Now, let’s be clear, Apple did not, in any way, invent Minimalism, which, as a modern art form, dates all the way back to the early 1900s, AND has ancient roots in the Japanese Zen aesthetic principle of wabi-sabi.

But my eyes were opened, and eventually I would find myself attracted to minimalist art, architecture, and interior design.

I found the images and objects soothing in their simplicity. They seemed a welcome, refreshing contrast to the chaos, clutter, and decay in the world, and in some ways it all felt therapeutic to me, like meditation.

Then, about four years ago, my wife, son, and I moved out of the 100-year old Craftsman home we’d been living in for 20 years, and moved into a brand new, VERY modern house, which we decked out with modern furniture and decor, surrounded with minimalist landscaping, and then, slowly but surely …

… we found that inhabiting minimalism changed EVERYTHING.

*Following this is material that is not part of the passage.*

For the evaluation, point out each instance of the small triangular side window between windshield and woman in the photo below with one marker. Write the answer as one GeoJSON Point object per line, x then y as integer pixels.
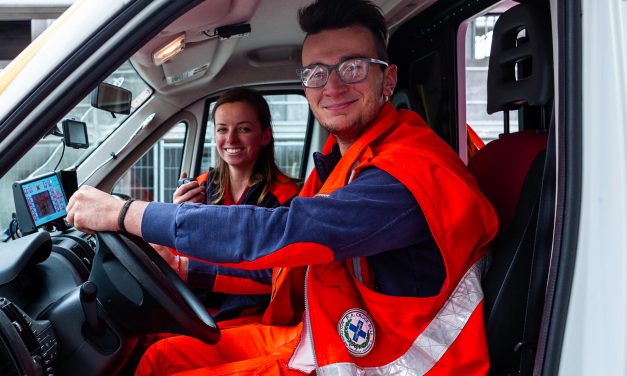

What had been soothing and tidy from a distance became sterile and cold when it surrounded us day in, day out.

Rather than serving as a peaceful contrast to the disorder of the outside world, our house came to symbolize, to me, humanity’s ancient, foolhardy pursuit of permanence in an impermanent world.

Nature is, by nature, very messy, and yet we erect meticulously clean structures and adorn them with manicured lawns and landscaping that require near constant weeding and mowing and edging and pruning. Given the massive financial investment a house represents, some maintenance is, of course, necessary and wise, but bending nature to our will, to make it look the way we want it to, to allow it to exist only where we want it to exist, seems rather like hubris.

Additionally, modern minimalist homes and furniture do not age gracefully, as opposed to old Craftsman or farmhouse style homes, on which wear and tear adds a charming patina.

Starting with the very first scratch on our dark bamboo laminate flooring, one ding or scratch after another proved unavoidable, standing out like open wounds, and even a healthy scar left by a decent repair made things that had originally been designed to be pristine appear shabby.

Of course, this is all very subjective. I’m sure that many modern home dwellers are quite content, and I regret if anything said above comes across as judgment. For some, I suppose, the efforts to keep a clean, minimalist home clean and minimalist could be a meditative experience, and maintaining beauty and order a spiritual practice.

There clearly is no right or wrong here.

For us, the search is now on for our next home. It’ll be back to an older-style structure with older materials, where we can be our naturally cluttered and worn selves, where we’ll be made comforted and cozy by nature in all it’s messy glory.